Situated in St. Leonards-on-Sea, next door to Hastings, the Victorian building is right on the seafront, and with its themed rooms inspired by Max's travels around the globe, is light years away from your archetypal seaside b&b establishment.

Rooms include: South America, complete with free-standing bath; Morocco with its spiral staircase and mezzanine bedroom; and Antarctica – our room - which had a sea view, snow-white furnishings and a high-tech sauna and steam shower cubicle with a radio and lights. There's also the Manhattan Penthouse Suite, a cool loft apartment featuring a hot tub, jukebox and 'sky windows' for moonlit star-gazing.

Another wonderful place to stay is the award-winning, five star Swan House Bed and Breakfast, which provides elegant accommodation right in the heart of Hastings Old Town. They are also proud of their varied gourmet breakfast menu, the main ingredients of which are sourced locally where possible.

That evening, feeling hungry – and lazy - we decided to jump into a cab for the short ride to Hastings Old Town (but you can walk it in about 25 minutes). This eclectic, interesting area just off the seafront is strewn with antique shops, quirky art galleries, restaurants, bars and second-hand book shops and has even been dubbed 'the new Notting Hill'.

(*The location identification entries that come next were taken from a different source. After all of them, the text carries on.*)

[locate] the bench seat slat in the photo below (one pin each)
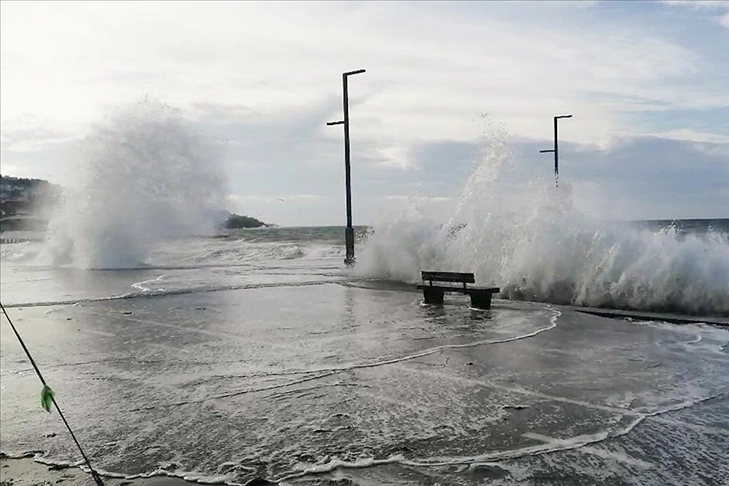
(448, 277)
(453, 288)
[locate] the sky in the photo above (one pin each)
(646, 83)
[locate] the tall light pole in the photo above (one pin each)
(349, 230)
(555, 149)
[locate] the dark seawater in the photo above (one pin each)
(258, 355)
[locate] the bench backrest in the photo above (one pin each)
(463, 278)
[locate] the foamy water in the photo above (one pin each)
(144, 174)
(533, 242)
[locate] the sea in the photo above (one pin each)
(257, 357)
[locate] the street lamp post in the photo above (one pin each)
(349, 230)
(555, 149)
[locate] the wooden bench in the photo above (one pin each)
(433, 294)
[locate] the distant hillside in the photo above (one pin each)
(20, 198)
(236, 221)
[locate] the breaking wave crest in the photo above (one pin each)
(533, 242)
(144, 175)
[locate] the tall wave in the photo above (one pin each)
(531, 240)
(144, 174)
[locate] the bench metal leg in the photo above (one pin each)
(481, 300)
(433, 296)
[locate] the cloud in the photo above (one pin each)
(261, 79)
(719, 8)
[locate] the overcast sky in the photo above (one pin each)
(645, 81)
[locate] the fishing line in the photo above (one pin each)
(94, 474)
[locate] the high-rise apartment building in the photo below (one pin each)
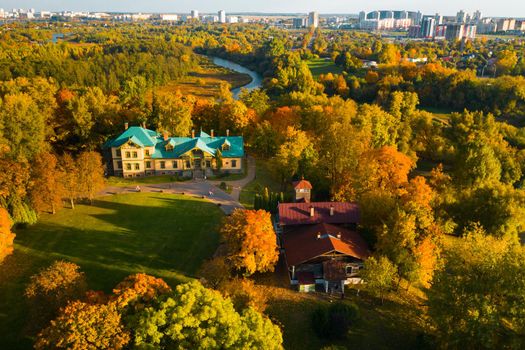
(313, 19)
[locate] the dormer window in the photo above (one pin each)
(226, 145)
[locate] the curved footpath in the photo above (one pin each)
(197, 188)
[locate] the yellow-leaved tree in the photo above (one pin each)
(251, 242)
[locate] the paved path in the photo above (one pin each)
(196, 188)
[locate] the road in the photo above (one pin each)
(197, 188)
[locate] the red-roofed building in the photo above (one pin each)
(320, 242)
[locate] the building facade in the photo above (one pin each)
(139, 152)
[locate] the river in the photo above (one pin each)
(256, 77)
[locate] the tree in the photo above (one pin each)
(69, 178)
(137, 291)
(46, 186)
(6, 236)
(379, 275)
(194, 317)
(90, 175)
(85, 326)
(251, 242)
(476, 300)
(52, 288)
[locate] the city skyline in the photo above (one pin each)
(503, 8)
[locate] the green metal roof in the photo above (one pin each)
(181, 145)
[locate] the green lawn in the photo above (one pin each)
(320, 66)
(148, 180)
(263, 178)
(164, 235)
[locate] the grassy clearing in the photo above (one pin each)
(148, 180)
(164, 235)
(206, 80)
(264, 177)
(395, 325)
(320, 66)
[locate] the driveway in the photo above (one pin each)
(197, 188)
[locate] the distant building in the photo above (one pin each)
(222, 16)
(299, 22)
(313, 19)
(506, 24)
(428, 27)
(139, 152)
(195, 14)
(461, 17)
(169, 17)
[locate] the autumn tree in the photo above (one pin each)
(6, 236)
(52, 288)
(250, 240)
(174, 115)
(476, 300)
(193, 317)
(46, 185)
(90, 175)
(85, 326)
(379, 275)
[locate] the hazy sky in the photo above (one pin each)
(514, 8)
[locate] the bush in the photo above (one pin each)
(334, 322)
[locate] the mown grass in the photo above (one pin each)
(320, 66)
(205, 81)
(264, 177)
(167, 236)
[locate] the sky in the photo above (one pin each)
(489, 8)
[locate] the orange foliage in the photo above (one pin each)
(6, 236)
(250, 240)
(85, 326)
(427, 254)
(136, 290)
(385, 168)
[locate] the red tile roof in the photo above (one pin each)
(302, 184)
(299, 213)
(303, 244)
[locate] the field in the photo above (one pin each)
(163, 235)
(206, 80)
(320, 66)
(395, 325)
(263, 178)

We had a reservation at Latham's Brasserie (63 George Street, Old Town, TN34 7EE; lathamshastings.co.uk), a cosy, modesty priced restaurant (fixed dinner 2 courses is £10.50; 3 courses is £18.95) in the centre of the Old Town with an inviting menu and efficient, friendly service. Sharing a Greek salad to start, I enjoyed the grilled seabass with black pasta, chilli, garlic and seafood for my main course, while hubby chose the excellently cooked fillet steak with pepper sauce.

For a special occasion, or to push the boat out a little (pardon the pun), book a table at St Clements, a modern fish restaurant with an excellent reputation (3 Mercatoria, St Leonards on Sea, TN38 0EB/stclementsrestaurant.co.uk).

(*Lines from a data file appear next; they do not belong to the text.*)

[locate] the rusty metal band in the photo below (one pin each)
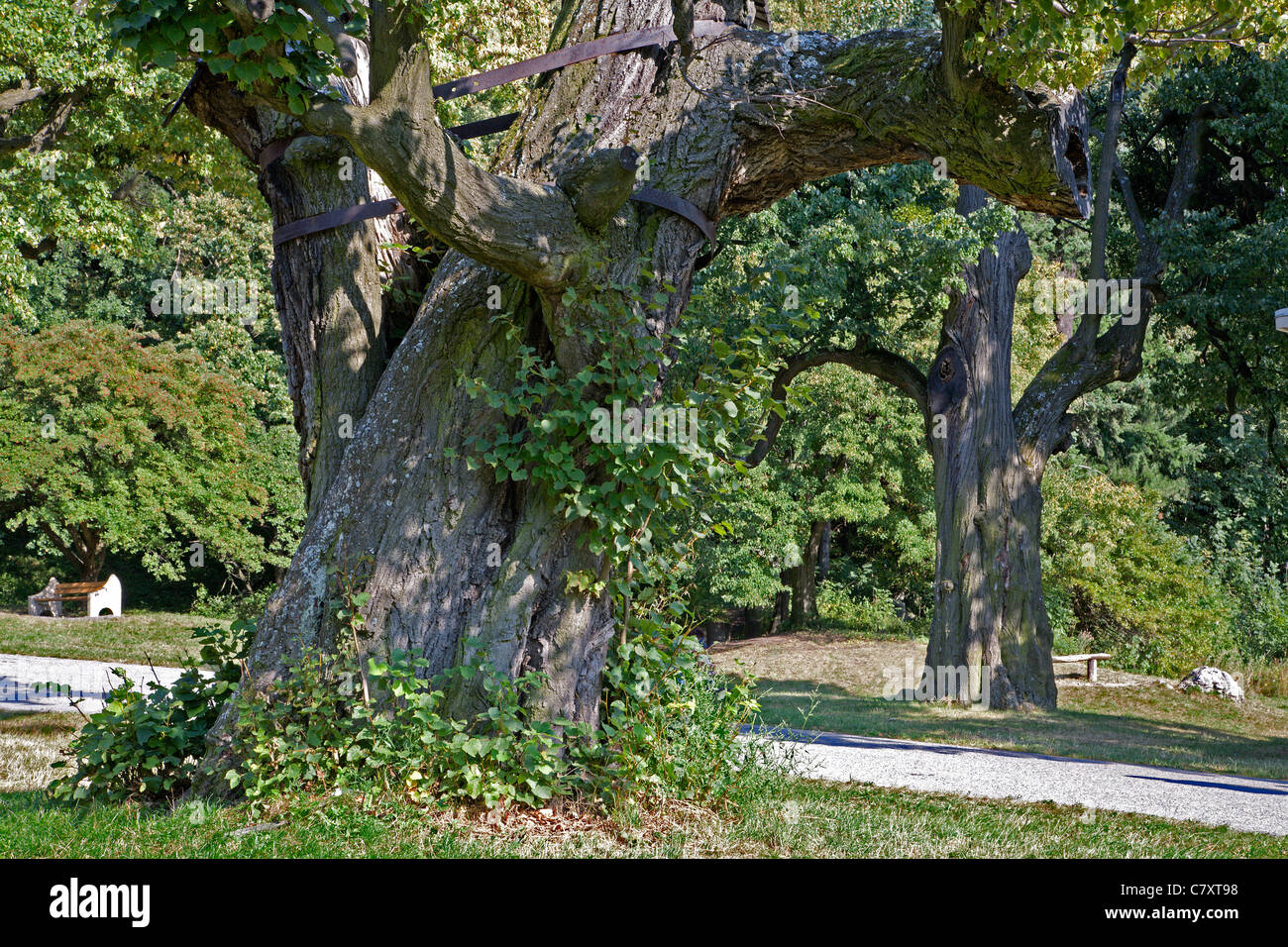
(335, 218)
(679, 206)
(472, 129)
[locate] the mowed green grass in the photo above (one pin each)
(782, 817)
(836, 684)
(165, 638)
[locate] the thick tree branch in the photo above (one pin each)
(54, 124)
(1090, 326)
(518, 227)
(881, 364)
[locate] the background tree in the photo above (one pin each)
(110, 445)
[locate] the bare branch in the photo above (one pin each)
(346, 46)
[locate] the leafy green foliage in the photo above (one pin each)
(112, 445)
(149, 745)
(1119, 579)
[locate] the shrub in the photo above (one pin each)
(149, 745)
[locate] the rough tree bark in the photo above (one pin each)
(755, 118)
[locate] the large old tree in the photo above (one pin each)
(729, 119)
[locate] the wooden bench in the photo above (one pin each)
(98, 596)
(1090, 659)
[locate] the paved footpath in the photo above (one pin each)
(51, 684)
(1243, 802)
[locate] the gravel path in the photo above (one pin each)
(60, 680)
(1243, 802)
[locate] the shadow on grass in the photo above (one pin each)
(1121, 737)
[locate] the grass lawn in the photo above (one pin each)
(1126, 716)
(162, 637)
(785, 817)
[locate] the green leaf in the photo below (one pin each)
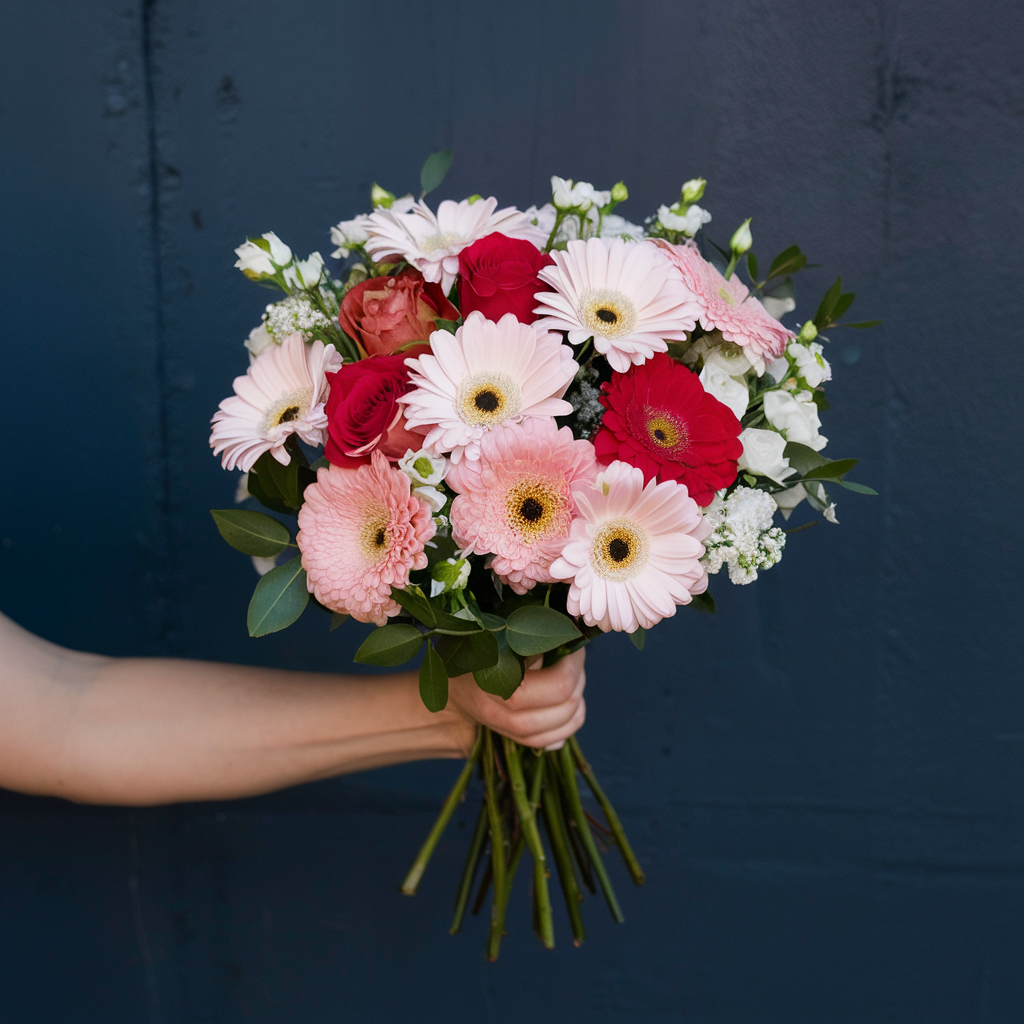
(830, 470)
(280, 598)
(504, 678)
(434, 169)
(468, 653)
(252, 532)
(842, 304)
(787, 261)
(433, 681)
(390, 645)
(823, 315)
(535, 629)
(803, 458)
(416, 604)
(858, 488)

George Street on a Friday night is buzzy and lively, and we almost popped into The Dragon Bar, which is related to the trendy Shoreditch institution. However the lure of our hotel room, a cold beer and a DVD seemed an even better idea.

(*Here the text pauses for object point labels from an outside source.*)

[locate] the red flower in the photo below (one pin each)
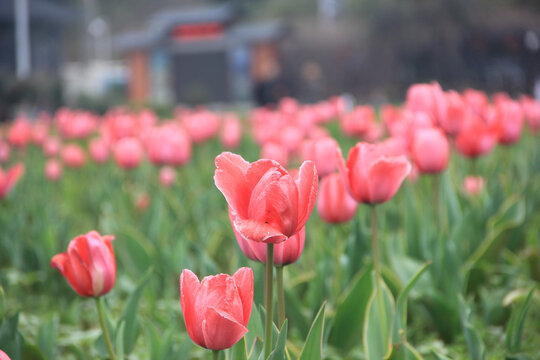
(217, 310)
(9, 179)
(89, 264)
(335, 205)
(270, 205)
(370, 175)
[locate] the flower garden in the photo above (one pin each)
(303, 231)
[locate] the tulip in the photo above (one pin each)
(128, 153)
(269, 204)
(335, 205)
(73, 156)
(88, 265)
(430, 150)
(370, 176)
(473, 185)
(217, 310)
(285, 253)
(53, 170)
(9, 179)
(167, 176)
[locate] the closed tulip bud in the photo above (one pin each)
(269, 203)
(430, 151)
(53, 170)
(9, 179)
(128, 153)
(217, 310)
(335, 205)
(88, 265)
(285, 253)
(371, 176)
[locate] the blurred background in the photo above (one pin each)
(95, 54)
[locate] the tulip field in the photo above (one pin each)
(300, 231)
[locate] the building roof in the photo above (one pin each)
(160, 24)
(39, 10)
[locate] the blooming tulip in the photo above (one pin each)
(217, 310)
(335, 205)
(9, 179)
(89, 264)
(371, 176)
(285, 253)
(270, 205)
(430, 150)
(128, 153)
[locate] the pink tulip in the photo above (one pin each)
(285, 253)
(88, 265)
(99, 150)
(217, 310)
(430, 150)
(270, 205)
(128, 153)
(167, 176)
(9, 178)
(473, 185)
(335, 205)
(53, 170)
(73, 156)
(371, 176)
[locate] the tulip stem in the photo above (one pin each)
(269, 295)
(280, 295)
(104, 328)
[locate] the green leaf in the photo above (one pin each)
(279, 351)
(514, 331)
(474, 341)
(350, 312)
(378, 323)
(129, 317)
(399, 329)
(239, 350)
(312, 349)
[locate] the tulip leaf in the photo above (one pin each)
(399, 329)
(239, 350)
(350, 312)
(378, 323)
(474, 341)
(404, 352)
(514, 331)
(132, 327)
(312, 349)
(279, 351)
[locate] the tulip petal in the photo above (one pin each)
(243, 278)
(220, 331)
(258, 231)
(189, 286)
(385, 177)
(230, 179)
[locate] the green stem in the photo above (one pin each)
(280, 295)
(104, 328)
(269, 295)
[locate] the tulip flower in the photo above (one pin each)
(335, 205)
(370, 176)
(217, 310)
(285, 253)
(269, 204)
(9, 178)
(430, 150)
(89, 266)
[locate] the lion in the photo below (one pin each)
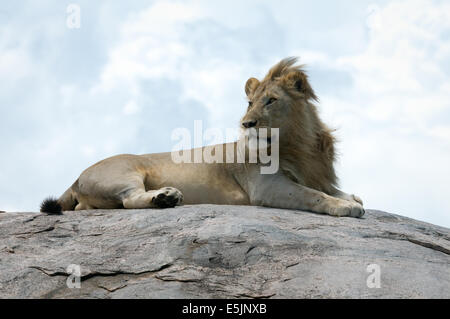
(305, 180)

The next morning, we devoured a truly stupendous champagne breakfast in our room (which arrived bang on time), and then headed out to explore Hastings.

Following a brisk amble on the long pebbly beach, we rummaged around the second-hand and antique shops in the Old Town and caught the Victorian West Hill Cliff Railway up to Hastings Castle (visit1066country.com) – this is one of the steepest and earliest funicular railways in England and a great way to travel up to the castle.

The 1066 story is told inside a medieval siege tent – along with a handful of other visitors, we learned about the history of Britain's first Norman castle, explored the fascinating ruins and took in the fantastic views across the town and English Channel.

We had to eat lunch on the hop (an M&S sandwich to be precise), however if we'd have had time for a hearty weekend brunch, we would have headed for Pomegranate (50 George Street, Hastings TN34 3EA; pomegranatehastings.co.uk), a characterful restaurant which is open from 10-4pm on Saturday and Sunday serving local, fresh food - anything from eggs benedict and moules to beer battered local fish and chips.

The Mermaid Café (2 Rock-a-Nore Road, Hastings TN4) is also unbeatable for fish and chips: highly regarded by its many loyal customers, you can sit right on the beach with the seagulls and eat your lunch, which has come straight out of the sea in front of you.

Continuing the fishy theme, the Blue Reef Aquarium at the end of Rock-a-Nore Road is a great visit. Spy natural wonders including giant crabs, lobsters, seahorses and poison dart frogs, and stop at the giant ocean tank and underwater walkthrough tunnel for a close encounter with an exotic coral reef and hundreds of colourful fish.

Whatever the weather, Hastings has something to offer, and its laid-back vibe is a definite breath of fresh air.